Hughes committed his last attacks within hours of one another on January 29, the first of which he committed on the 1700 block of 57th Avenue, where he shot a man and a woman who both survived. Hours later he struck for the final time, shooting a man on the 3000 block on 62nd Avenue. He survived. One of three cars Hughes drove around while committing the shootings was spotted, and the registration was written down. It was traced back to Hughes, who was arrested on January 30. Police confiscated his 9mm semi-automatic and his two other vehicles. Hughes' surviving victims were identified as Anthony Alexander, Ernest Badger, Donal Griffin, Shirley Jackson, Christopher Jones, Lavern Smith and John Witt.

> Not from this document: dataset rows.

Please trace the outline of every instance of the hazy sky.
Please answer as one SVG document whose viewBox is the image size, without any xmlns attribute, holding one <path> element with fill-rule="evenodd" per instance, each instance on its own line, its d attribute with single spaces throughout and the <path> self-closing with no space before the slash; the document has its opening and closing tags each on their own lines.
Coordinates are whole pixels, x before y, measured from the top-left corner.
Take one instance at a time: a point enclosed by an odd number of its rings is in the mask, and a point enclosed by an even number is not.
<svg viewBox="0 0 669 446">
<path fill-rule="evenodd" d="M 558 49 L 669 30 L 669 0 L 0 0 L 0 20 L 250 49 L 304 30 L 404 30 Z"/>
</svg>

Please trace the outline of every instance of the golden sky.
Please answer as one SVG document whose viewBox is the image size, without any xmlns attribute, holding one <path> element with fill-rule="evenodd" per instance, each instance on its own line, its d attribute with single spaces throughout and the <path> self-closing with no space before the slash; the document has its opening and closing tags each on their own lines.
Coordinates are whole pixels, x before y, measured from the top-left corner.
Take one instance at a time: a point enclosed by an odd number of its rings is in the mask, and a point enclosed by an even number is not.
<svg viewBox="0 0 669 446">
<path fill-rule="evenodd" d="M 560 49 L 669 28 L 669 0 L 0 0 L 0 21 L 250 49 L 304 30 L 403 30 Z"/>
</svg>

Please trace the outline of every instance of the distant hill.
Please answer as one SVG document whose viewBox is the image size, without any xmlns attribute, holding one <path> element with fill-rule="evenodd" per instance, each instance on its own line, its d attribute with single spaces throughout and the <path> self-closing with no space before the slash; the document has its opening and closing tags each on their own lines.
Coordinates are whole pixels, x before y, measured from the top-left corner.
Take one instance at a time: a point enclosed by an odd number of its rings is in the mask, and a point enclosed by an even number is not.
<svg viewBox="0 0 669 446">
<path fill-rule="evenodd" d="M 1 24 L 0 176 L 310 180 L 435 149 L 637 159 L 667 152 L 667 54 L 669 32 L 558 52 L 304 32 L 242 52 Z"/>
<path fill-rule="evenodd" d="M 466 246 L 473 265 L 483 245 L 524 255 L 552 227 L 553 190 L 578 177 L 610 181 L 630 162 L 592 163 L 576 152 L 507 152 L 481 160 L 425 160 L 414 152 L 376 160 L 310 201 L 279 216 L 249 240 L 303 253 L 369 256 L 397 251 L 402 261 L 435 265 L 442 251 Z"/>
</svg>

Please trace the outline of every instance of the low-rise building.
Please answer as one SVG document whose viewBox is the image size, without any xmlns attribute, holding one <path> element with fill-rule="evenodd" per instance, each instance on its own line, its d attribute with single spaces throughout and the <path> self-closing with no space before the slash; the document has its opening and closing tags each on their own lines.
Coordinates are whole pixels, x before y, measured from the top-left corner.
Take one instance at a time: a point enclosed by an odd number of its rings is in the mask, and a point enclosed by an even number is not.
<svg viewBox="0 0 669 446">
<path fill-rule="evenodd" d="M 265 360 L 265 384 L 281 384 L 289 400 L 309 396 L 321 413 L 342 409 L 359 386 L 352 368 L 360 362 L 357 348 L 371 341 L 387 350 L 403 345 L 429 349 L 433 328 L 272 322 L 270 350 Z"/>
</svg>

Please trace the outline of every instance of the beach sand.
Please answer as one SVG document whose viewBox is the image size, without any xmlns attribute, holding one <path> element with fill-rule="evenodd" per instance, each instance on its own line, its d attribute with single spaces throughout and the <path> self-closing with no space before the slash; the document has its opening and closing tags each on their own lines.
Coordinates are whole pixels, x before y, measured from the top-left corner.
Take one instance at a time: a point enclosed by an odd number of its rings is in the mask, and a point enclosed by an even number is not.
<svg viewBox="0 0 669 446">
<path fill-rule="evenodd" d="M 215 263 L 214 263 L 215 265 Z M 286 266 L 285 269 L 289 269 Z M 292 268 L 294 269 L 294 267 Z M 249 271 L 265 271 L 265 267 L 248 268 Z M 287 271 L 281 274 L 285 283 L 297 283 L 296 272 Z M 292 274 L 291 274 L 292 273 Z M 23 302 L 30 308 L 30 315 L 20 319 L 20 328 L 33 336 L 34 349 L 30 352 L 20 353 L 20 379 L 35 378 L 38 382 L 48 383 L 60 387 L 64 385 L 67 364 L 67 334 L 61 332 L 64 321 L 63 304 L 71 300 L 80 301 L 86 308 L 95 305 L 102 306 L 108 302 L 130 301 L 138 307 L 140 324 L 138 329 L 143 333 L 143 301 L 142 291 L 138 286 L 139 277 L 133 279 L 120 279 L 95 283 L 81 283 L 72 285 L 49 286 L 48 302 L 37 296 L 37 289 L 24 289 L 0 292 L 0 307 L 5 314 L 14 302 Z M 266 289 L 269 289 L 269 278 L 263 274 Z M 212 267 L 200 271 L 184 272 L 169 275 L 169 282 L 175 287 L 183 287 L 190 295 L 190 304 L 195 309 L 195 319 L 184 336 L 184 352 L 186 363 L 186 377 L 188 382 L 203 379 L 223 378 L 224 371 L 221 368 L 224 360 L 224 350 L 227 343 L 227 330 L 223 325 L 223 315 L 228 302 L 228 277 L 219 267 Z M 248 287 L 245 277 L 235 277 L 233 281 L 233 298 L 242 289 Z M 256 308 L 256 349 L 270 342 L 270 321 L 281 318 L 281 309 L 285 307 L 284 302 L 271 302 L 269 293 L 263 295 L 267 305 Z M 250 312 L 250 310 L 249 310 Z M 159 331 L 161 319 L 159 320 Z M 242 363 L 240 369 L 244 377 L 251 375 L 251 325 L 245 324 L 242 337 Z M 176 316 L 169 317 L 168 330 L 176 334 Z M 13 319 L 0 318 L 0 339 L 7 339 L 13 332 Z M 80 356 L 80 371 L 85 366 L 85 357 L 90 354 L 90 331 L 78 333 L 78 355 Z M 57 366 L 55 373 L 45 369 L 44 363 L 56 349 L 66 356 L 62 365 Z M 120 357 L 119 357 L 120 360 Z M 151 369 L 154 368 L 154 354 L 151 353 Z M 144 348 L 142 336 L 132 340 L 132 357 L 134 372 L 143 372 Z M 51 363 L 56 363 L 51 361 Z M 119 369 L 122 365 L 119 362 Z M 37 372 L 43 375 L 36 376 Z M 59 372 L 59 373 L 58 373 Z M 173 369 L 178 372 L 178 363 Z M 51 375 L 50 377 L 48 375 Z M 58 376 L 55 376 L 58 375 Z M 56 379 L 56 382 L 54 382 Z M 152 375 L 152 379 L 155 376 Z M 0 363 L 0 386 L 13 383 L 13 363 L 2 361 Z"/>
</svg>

== Trial and imprisonment ==
On February 2, 1999, Hughes was arraigned and charged with two counts of murder, two counts of attempted murder, seven counts of assault with a deadly weapon, three counts of discharging a firearm negligently, and one count of possession of a firearm while on parole. During his arraignment, Hughes' mother, Pauline, fainted in the courtroom, causing Judge Horace Wheatley to stop the arraignment. The woman was rushed to the hospital, where she was treated. Officials declined to say how she fainted. Hughes pleaded not guilty to all charges, which, if he were to be convicted, meant he could face a death sentence.

In 2004, Hughes was found guilty in both murder cases and 17 other felony counts, but the jury deadlocked 10–2 in its decision to sentence Hughes to death. His conviction's stood, and a new jury was brought in the following year. On March 9, 2005, after six hours of deliberating, the jury decided to sentence Hughes to death. During his sentencing, Superior Court Judge Joseph Hurley called Hughes, "the worst of the worst". Hughes was also given an additional 300-year sentence for him to serve if his death sentence was to be dismissed by an appellate court. Hughes is awaiting execution at San Quentin State Prison. No execution date has been set.